Bu yeni “anayasa”, yani “Magyarország Alaptörvénye” (Macaristan Temel Kanunu), “Tanrı, Macarları Korusun” sözleriyle başlıyor. Yeni anayasa, bir yandan, son derece merkeziyetçi bir sistem yaratırken bir yandan da, “ulusal”, “halk”, “Macar”, “Hıristiyan” kavramlarına özellikle vurgu yapıyor.
Szabó, “temel yasa” bir yana, sürekli değişen kanunlar karşısında, avukat olarak “bu sistemde adaleti arayacak” davalar açmayı bile sorgular hâle geldiklerini söylüyor.
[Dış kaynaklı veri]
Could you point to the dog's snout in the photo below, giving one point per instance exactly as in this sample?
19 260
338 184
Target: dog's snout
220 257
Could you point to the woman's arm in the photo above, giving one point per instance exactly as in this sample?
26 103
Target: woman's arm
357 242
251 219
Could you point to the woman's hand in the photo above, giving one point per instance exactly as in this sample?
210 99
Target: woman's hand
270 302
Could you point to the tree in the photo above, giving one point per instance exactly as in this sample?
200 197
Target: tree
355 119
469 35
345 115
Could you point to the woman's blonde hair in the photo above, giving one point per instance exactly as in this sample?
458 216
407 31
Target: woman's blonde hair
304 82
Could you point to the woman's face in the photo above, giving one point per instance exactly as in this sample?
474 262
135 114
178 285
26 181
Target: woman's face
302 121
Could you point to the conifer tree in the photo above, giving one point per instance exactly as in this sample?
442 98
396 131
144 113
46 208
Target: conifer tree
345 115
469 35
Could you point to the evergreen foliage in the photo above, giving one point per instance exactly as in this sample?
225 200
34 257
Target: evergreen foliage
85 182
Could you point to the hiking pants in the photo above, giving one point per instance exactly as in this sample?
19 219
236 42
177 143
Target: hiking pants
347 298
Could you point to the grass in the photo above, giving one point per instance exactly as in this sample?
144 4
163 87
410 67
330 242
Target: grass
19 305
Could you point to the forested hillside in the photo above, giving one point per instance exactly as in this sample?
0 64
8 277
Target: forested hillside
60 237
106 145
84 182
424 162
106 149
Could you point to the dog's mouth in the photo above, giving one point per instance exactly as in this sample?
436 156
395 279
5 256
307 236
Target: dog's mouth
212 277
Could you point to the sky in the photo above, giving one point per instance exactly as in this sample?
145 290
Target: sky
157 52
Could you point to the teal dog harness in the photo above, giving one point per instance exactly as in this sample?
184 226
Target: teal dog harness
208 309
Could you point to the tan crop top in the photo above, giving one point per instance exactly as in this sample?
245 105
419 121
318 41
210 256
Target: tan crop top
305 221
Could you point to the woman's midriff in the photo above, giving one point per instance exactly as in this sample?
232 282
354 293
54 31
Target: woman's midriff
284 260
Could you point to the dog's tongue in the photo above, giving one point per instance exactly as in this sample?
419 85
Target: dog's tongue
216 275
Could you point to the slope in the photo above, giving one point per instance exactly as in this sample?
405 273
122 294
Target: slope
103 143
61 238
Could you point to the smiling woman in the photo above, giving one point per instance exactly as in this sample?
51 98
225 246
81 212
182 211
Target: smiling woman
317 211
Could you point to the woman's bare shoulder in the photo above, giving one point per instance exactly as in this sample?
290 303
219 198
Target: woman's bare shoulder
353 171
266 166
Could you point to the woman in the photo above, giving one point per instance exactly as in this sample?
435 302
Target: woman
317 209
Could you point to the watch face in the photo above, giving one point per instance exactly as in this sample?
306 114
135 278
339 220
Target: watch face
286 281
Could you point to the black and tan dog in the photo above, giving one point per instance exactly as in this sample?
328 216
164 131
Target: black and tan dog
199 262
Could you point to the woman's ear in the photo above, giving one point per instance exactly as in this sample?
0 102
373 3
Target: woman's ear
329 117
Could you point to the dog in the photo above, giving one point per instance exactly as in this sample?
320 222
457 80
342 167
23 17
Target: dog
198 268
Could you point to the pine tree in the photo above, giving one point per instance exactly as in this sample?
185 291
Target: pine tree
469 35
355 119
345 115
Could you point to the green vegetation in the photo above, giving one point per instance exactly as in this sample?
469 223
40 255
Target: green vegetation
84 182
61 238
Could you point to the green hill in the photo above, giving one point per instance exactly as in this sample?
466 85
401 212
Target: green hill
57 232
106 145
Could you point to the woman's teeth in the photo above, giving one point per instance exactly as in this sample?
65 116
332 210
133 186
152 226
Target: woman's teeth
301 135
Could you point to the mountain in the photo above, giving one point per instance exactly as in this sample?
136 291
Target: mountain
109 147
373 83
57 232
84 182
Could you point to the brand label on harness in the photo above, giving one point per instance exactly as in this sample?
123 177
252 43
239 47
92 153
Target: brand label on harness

Meşruiyetini tamamen sorguladıkları bir yargı sisteminde, dava açma ve davaları stratejik bir hak arama yöntemi olarak kullanmaya çalışmanın anlamını görmediklerini dile getiriyor.
Sosyolog olan ve aynı zamanda kamuoyu araştırmaları yapan András Kovács’ın tezi ise, Macaristan’ın Soğuk Savaş sonrası yaşadığı büyük sosyoekonomik dönüşüm ile beraber, toplumsal değerleri yeniden tanımlamak zorunluluğu ile karşılaştığı... Toplumda, ortaklaşılarak bir yeni “ilkeler bütünü” üretilemediği için, bir yitmişlik, kayıplık, hiçlik duygusunun oluştuğu ve toplumsal bağların iyiden iyiye koptuğu... Sosyolojide Durkheim’in “anomie” olarak adlandırdığı bu hâlin yarattığı ilkesel boşluğu da, “milliyetçiliğe” vurgu yapan kavramlar, söylemler ile Fidesz’in doldurduğunu, “yeni toplumsal bağlar ördüğü algısını yarattığını” öne sürüyor eski hocam...
Ne var ki, bana kalırsa, tıpkı Türkiye’de AKP’nin gibi, Fidesz’in söylemine, tek bir “etiketle” açıklama getirmek mümkün değil. Milliyetçiliğin de, “klasik hâlinden” farklı bir yaklaşım sözkonusu; bu “neo-milliyetçilik”te, dincilik, muhafazakârlık, sağcılık, mezhepçilik, iç içe geçiyor. Sadece Fidesz değil, Jobbik de, böylesi “bukalemun” bir yapıya sahip.